Some of Britain’s biggest mortgage lenders also produce their own house price figures. The big two are the Halifax and Nationwide house price indices, based on their own mortgage approvals for property purchases that are in progress. They reflect the state of play a bit further down the home-buying line, and therefore paint a pretty accurate picture of property values.

What they don’t reflect, however, is any last-minute haggling over price — something which is common in a falling market, particularly for those who might have agreed a price several months earlier.

It’s also worth remembering that they don’t take into account homes bought with cash: according to the government, 30% to 40% of sales are completed as cash purchases. This is particularly true of the most expensive properties on the market — and yes, that does include many featured here at Country Life — since high net worth buyers rarely have to worry about borrowing.

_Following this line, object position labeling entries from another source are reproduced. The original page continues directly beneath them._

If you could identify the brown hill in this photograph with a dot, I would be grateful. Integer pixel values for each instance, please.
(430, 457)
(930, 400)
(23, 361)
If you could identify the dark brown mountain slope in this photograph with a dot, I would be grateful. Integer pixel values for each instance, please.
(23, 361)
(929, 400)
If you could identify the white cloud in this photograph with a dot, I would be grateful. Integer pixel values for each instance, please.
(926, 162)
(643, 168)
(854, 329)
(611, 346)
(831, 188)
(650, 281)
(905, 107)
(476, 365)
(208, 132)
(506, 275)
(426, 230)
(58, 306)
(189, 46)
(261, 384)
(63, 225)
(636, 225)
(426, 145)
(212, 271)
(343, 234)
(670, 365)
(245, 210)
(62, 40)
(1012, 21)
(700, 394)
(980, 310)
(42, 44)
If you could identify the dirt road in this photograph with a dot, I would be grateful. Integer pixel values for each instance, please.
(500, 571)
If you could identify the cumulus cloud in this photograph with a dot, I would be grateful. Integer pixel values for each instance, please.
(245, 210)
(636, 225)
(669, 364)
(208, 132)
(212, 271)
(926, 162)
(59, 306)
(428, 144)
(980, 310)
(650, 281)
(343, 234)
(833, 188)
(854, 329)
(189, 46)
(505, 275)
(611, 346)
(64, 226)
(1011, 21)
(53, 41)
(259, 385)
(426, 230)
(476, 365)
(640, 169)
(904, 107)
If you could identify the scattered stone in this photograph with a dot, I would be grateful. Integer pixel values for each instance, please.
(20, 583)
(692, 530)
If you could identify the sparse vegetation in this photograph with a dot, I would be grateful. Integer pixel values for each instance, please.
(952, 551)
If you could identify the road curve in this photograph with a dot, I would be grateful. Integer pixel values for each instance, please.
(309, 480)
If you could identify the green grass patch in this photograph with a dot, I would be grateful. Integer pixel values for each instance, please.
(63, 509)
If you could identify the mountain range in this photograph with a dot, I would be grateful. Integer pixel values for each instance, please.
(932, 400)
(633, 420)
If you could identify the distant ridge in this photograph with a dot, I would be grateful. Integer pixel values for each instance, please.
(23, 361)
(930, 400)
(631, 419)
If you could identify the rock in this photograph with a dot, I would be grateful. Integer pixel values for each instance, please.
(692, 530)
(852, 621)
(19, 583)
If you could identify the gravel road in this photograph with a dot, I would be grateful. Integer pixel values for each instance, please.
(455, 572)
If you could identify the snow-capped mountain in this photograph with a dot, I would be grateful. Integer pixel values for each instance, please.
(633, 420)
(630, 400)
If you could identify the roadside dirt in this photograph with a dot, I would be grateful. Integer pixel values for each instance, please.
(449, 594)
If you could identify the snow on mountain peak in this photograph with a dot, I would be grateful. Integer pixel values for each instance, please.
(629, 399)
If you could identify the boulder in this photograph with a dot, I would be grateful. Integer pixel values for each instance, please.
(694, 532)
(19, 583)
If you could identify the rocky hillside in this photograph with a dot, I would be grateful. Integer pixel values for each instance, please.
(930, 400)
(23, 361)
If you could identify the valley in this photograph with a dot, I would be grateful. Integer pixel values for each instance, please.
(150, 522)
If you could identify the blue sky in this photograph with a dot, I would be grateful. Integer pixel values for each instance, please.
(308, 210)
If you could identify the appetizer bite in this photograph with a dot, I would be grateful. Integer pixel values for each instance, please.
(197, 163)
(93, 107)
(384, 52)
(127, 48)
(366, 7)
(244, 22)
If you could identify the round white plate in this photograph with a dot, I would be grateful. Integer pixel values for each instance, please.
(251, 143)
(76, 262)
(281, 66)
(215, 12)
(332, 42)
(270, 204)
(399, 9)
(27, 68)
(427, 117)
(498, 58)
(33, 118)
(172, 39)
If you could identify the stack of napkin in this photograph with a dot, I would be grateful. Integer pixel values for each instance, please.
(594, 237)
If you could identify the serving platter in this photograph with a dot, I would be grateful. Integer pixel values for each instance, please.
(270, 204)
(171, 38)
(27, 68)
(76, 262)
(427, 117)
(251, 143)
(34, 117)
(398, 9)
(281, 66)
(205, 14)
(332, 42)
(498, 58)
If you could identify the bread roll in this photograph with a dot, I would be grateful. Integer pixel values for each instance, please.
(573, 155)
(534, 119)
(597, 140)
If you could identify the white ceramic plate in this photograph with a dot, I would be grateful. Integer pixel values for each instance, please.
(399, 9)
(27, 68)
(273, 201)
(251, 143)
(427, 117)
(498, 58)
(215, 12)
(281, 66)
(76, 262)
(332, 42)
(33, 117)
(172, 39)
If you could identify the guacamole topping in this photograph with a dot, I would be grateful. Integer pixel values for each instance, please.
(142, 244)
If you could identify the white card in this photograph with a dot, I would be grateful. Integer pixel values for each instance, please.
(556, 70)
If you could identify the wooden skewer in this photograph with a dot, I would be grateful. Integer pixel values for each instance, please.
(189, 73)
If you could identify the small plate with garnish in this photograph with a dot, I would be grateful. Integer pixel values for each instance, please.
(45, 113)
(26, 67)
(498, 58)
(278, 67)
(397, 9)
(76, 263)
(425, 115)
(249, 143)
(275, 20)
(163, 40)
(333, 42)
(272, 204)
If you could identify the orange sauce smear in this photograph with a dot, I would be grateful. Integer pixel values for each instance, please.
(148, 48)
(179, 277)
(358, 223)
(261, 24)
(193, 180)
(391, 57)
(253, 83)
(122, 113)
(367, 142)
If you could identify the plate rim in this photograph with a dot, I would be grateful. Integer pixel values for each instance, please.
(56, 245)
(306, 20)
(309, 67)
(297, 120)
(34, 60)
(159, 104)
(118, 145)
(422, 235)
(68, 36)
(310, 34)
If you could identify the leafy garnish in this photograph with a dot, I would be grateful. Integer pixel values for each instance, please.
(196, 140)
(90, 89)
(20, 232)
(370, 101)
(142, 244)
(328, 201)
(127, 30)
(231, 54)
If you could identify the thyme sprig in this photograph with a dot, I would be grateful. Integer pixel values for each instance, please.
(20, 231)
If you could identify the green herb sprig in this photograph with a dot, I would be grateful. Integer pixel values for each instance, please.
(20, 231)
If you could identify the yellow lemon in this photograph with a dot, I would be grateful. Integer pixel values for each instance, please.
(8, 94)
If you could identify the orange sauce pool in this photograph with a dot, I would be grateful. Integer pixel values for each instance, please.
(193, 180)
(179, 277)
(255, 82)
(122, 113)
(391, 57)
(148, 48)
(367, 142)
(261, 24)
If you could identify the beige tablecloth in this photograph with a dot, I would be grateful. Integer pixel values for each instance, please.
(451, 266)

Why official government house price figures are the most accurate — yet also by far the slowest

The ultimate way of measuring house prices, of course, is only to look at the property sales that have actually crossed the line — and that’s where the government’s UK House Price Index (UK HPI) comes in. It’s based on completed sales, including both cash and mortgage transactions.

In terms of house prices, this is as definitive as it gets. The index uses data from Land Registry, Registers of Scotland, and Land and Property Services Northern Ireland, and is calculated by the Office for National Statistics.

But there’s another problem. Each property sale only appears in the index once they have been registered at the very end of the conveyancing process — and that takes time. The delay is typically between two weeks and two months, though in the case of some purchases (particularly new builds) it can take even longer. Still, like the little engine that could, it gets there in the end to produce the most accurate picture of the market — though one that’s only complete months after most of the buyers are safely in their new homes.

Who to trust on house prices?

All this leaves you with a conundrum  The indices which rely on asking prices take the temperature of the market constantly, but reflect sellers’ and agents’ hopes rather than concrete reality; lenders can turn around their latest house price figures within a week or two of the end of each month, but don’t cover the whole market; and the monthly UK HPI is normally released with a six-week time lag. Even then, it’s not accurate since many sales take far longer for all the paperwork to be finalised. The UK HPI does get there in the end— it’s regularly revised as more data is incorporated — but by that point it’s probably more used to economic historians than people looking to move in the next year.

Gareth Lewis, commercial director of property lender MT Finance, summed up the challenge when he commented last month on UK HPI data for December, published in February: ‘These end-of-year stats reflect completed transactions that were put into play a good few months before, so we are still not seeing the full mini-Budget fallout and impact that will have had on buyers trying to push prices down.’

Can you trust any of the house price indices?

The simple fact is that there’s no single, simple way of being able to measure what’s going on. There are some attempts to bring things together: Zoopla’s index, for example, is based on the valuation model of house-valuing specialists Hometrack, which tries to bring together sold prices, mortgage valuations and data for agreed sales. But that sort of thing relies upon a valuation model — and no mathematical model is ever without its flaws. Some, indeed, might prefer the human touch: if so, the Royal Institute of Chartered Surveyors (RICS) sentiment survey, which collates the opinions of the UK’s estate agents and surveyors, is always an interesting read.

None of this is to say that the indices aren’t worth studying, if you’re thinking of taking the plunge and buying a house. ‘House price indices in general are an interesting economic barometer,’ Tom Bill, head of UK residential research at Knight Frank. ‘They reflect broader factors, such as what’s happening to interest rates and employment levels.

‘These things all have a bearing on sentiment in the housing market,’ adds Tom, ‘but they don’t necessarily tell you very much about what is happening on your street.’